My basic threshold for whether I find someone cool is if I’d have a beer with them. Sounds simple at face value, right? It’s a hell of a standard when you think about it, though. Right away, it rules out the creeps, those who can’t hold a conversation, and karaoke singers. It’s a time-tested qualifier that you can take to the bank.
As low as that social bar is, you’d be amazed at how many kids in law school trip over it, more so than probably any other grad school. Here’s the worst of the bunch. The group of law students that you not only want to avoid having a drink with, but make you want to get up out of your barstool, leave the pub completely, and check yourself into Alcoholics Anonymous.
Really, this entire piece could be reduced to one word, gunners, and we could all go home and jumpstart our Thanksgiving breaks. We all know the gunners. The front row over-achievers who are trying to hijack the top of the bell curve, one raised hand at a time.
Cool your jets, you dorks. You think the professors are impressed by your transparent brownnosing act? Please. Any monkey could read the material and give the facts of a case just to earn a few participation points. It takes a real able-minded attorney to show up to class unprepared, get caught Facebook creeping, and fly by the seat of your pants. After all, everyone has to dance with the one who brought you, and bullshitting is the best two-step partner one can find.
2. The Guy Who Thinks He’s Already An Attorney
Bar exam be damned, this dude already has an imaginary esquire at the end of his name. He’s all business from head to toe, showing up to class rocking a power suit (with an improperly-matched necktie knot). If you’re not sure who this fellow is, just keep an eye out for whoever’s rolling to class with the briefcase.
3. People Who Talk About Law School Outside Of Class
There is a set-in-stone list of topics that one should always avoid during small talk, and they are as follows: religion, politics, how your fantasy football team did this week, and law school curriculum. It’s an easy trap to fall into, especially if you’re hanging out with classmates. After all, it’s how you all know each other. That’s exactly why you should be steering clear of it. Why bring that misery into the same environment where you’re drinking to forget about that very misery?
4. Old-Timers Going Back For Their JD Degree
The 50-year-old birds who come back to work on the JD rub me the wrong way for some reason. Just seem a little too eager to learn the material and ask pertinent questions. The nerve of these guys. I am far too busy enjoying my strong hairline to have life experiences that annunciate my talking points, thank you very much.

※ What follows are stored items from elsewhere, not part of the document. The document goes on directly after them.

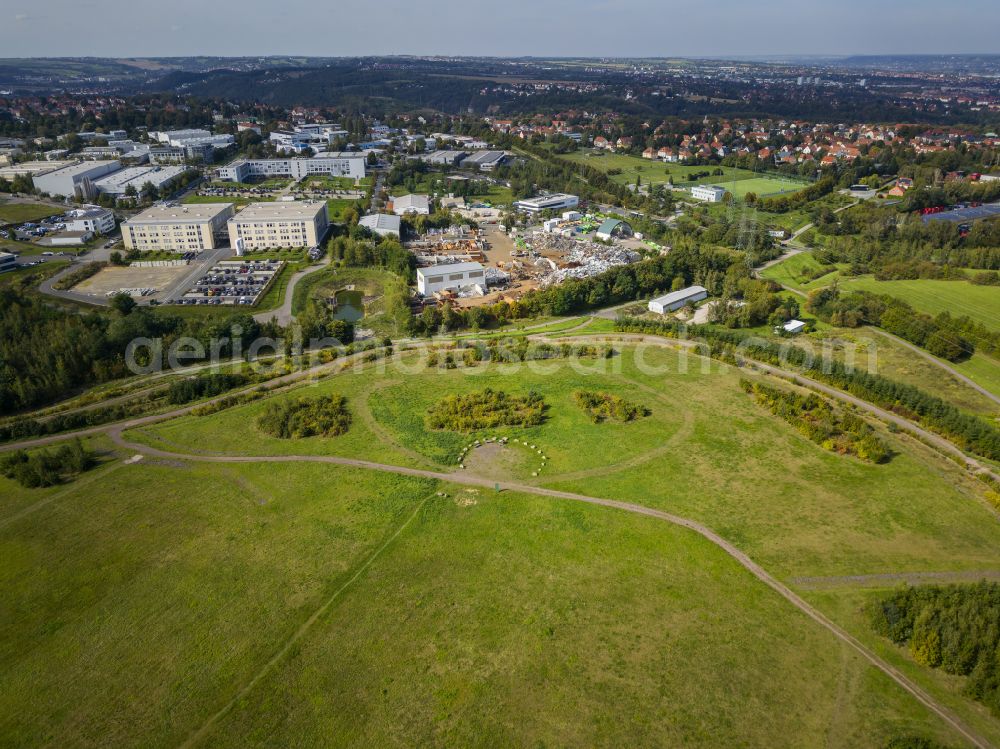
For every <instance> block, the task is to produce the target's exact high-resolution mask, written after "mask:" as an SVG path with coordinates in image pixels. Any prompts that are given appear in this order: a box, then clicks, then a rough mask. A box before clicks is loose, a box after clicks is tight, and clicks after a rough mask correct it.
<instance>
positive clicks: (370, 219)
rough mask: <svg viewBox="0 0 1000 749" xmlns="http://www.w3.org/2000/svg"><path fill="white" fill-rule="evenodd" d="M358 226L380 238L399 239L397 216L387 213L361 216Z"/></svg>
mask: <svg viewBox="0 0 1000 749" xmlns="http://www.w3.org/2000/svg"><path fill="white" fill-rule="evenodd" d="M358 226H363V227H365V228H366V229H371V230H372V231H373V232H375V233H376V234H378V235H379V236H382V237H399V227H400V222H399V216H393V215H391V214H388V213H370V214H368V215H367V216H362V217H361V220H360V221H358Z"/></svg>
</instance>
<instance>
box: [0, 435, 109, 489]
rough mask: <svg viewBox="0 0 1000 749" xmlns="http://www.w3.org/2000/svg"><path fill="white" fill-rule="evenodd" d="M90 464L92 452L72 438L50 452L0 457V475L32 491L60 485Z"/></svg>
mask: <svg viewBox="0 0 1000 749" xmlns="http://www.w3.org/2000/svg"><path fill="white" fill-rule="evenodd" d="M94 463H95V460H94V453H92V452H90V451H89V450H87V449H86V448H85V447H84V446H83V443H82V442H80V440H79V439H75V440H73V441H72V442H69V443H67V444H65V445H63V446H62V447H60V448H59V449H58V450H56V451H54V452H50V451H48V450H42V451H38V452H34V453H27V452H25V451H24V450H18V451H17V452H15V453H12V454H10V455H5V456H3V457H2V458H0V474H2V475H3V476H4V477H6V478H9V479H14V481H16V482H17V483H19V484H20V485H21V486H24V487H27V488H29V489H35V488H39V487H44V486H55V485H56V484H61V483H62V482H63V481H65V480H67V479H68V478H70V477H73V476H76V475H78V474H80V473H83V472H84V471H86V470H88V469H89V468H91V467H92V466H93V465H94Z"/></svg>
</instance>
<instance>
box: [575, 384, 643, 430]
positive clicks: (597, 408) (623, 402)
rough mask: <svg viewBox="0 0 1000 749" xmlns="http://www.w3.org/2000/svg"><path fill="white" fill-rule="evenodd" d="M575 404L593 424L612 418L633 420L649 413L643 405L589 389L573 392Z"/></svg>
mask: <svg viewBox="0 0 1000 749" xmlns="http://www.w3.org/2000/svg"><path fill="white" fill-rule="evenodd" d="M573 400H574V401H576V405H578V406H579V407H580V408H582V409H583V410H584V412H585V413H586V414H587V415H588V416H589V417H590V420H591V421H593V422H594V423H595V424H600V423H601V422H602V421H605V420H607V419H612V420H614V421H620V422H626V421H635V420H636V419H639V418H641V417H643V416H649V414H650V413H651V412H650V410H649V409H648V408H646V407H645V406H640V405H639V404H638V403H631V402H630V401H627V400H625V399H624V398H622V397H620V396H617V395H614V394H612V393H597V392H593V391H590V390H577V391H576V392H575V393H573Z"/></svg>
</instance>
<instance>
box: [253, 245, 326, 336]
mask: <svg viewBox="0 0 1000 749" xmlns="http://www.w3.org/2000/svg"><path fill="white" fill-rule="evenodd" d="M329 267H330V258H329V257H328V258H327V259H326V260H324V261H323V262H322V263H320V264H319V265H311V266H309V267H308V268H305V269H304V270H300V271H297V272H295V273H294V274H292V277H291V278H290V279H288V286H287V287H286V288H285V298H284V300H283V301H282V303H281V306H280V307H278V309H272V310H268V311H267V312H258V313H257V314H256V315H254V316H253V319H254V320H256V321H257V322H259V323H265V322H267V321H268V320H272V319H273V320H277V321H278V325H281V326H285V325H288V324H289V323H291V322H292V321H293V320H294V319H295V315H293V314H292V299H293V297H294V294H293V292H294V291H295V286H296V284H298V282H299V281H301V280H302V279H303V278H305V277H306V276H308V275H310V274H312V273H315V272H316V271H320V270H323V269H324V268H329Z"/></svg>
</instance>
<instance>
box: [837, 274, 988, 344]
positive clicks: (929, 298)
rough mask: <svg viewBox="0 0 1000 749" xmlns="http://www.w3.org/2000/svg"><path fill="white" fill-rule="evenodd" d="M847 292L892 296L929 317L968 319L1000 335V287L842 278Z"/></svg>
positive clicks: (841, 282)
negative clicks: (947, 314)
mask: <svg viewBox="0 0 1000 749" xmlns="http://www.w3.org/2000/svg"><path fill="white" fill-rule="evenodd" d="M840 286H841V287H842V288H843V289H845V290H852V289H861V290H863V291H871V292H873V293H876V294H889V295H890V296H894V297H896V298H898V299H902V300H904V301H906V302H909V303H910V304H911V305H913V308H914V309H916V310H919V311H920V312H925V313H927V314H929V315H936V314H938V313H940V312H950V313H951V315H952V316H953V317H962V316H968V317H970V318H972V319H973V320H975V321H977V322H980V323H982V324H983V325H985V326H986V327H987V328H990V329H992V330H995V331H1000V287H998V286H978V285H976V284H973V283H969V282H968V281H935V280H929V279H918V280H915V281H876V280H875V279H874V278H873V277H872V276H857V277H853V278H842V279H841V281H840Z"/></svg>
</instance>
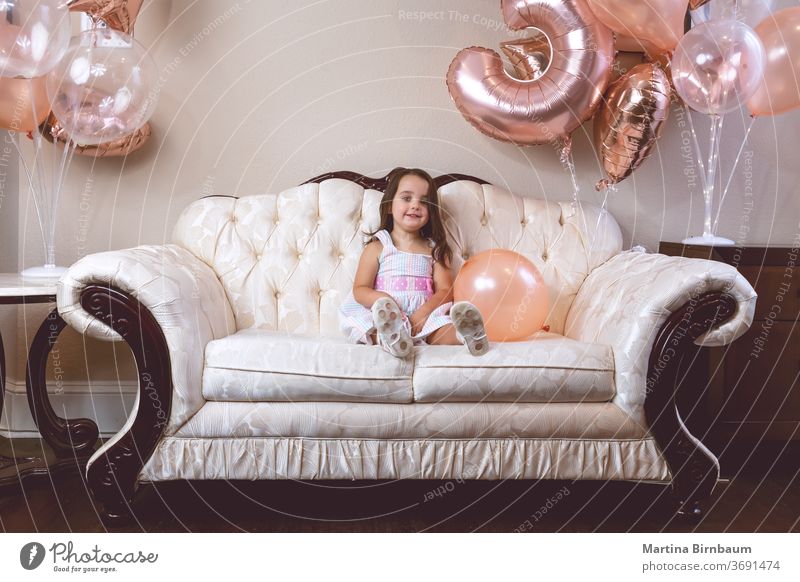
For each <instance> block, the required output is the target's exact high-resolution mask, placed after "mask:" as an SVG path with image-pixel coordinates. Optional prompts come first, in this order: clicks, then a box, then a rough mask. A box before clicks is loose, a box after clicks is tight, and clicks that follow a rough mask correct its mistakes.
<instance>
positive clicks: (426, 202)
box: [392, 174, 428, 232]
mask: <svg viewBox="0 0 800 582" xmlns="http://www.w3.org/2000/svg"><path fill="white" fill-rule="evenodd" d="M392 218H393V219H394V226H395V228H400V229H401V230H405V231H407V232H418V231H419V230H421V229H422V227H423V226H425V225H426V224H427V223H428V182H426V181H425V180H423V179H422V178H420V177H419V176H415V175H414V174H408V175H406V176H403V177H402V178H400V183H399V184H398V185H397V192H396V193H395V195H394V198H393V199H392Z"/></svg>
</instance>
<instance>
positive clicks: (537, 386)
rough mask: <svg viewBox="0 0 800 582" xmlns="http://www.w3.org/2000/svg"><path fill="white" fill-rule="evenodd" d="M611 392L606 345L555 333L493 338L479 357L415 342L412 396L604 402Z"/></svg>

5. The A**hole That Is Too Cool For School
Homeboy’s social circle is limited to friends from undergrad. When he finally does go out with his classmates, he spends the evening realizing he doesn’t know anyone there, probably because his social circle is limited to friends from undergrad. So he does a few laps around the relatively-sober party, realizes this is how people our age should be acting, and consequentially dips out after an hour due to boredom in order to go hang with other people who are equally immature, all before writing a blog post about how his seemingly nice classmates annoy him. What a prick.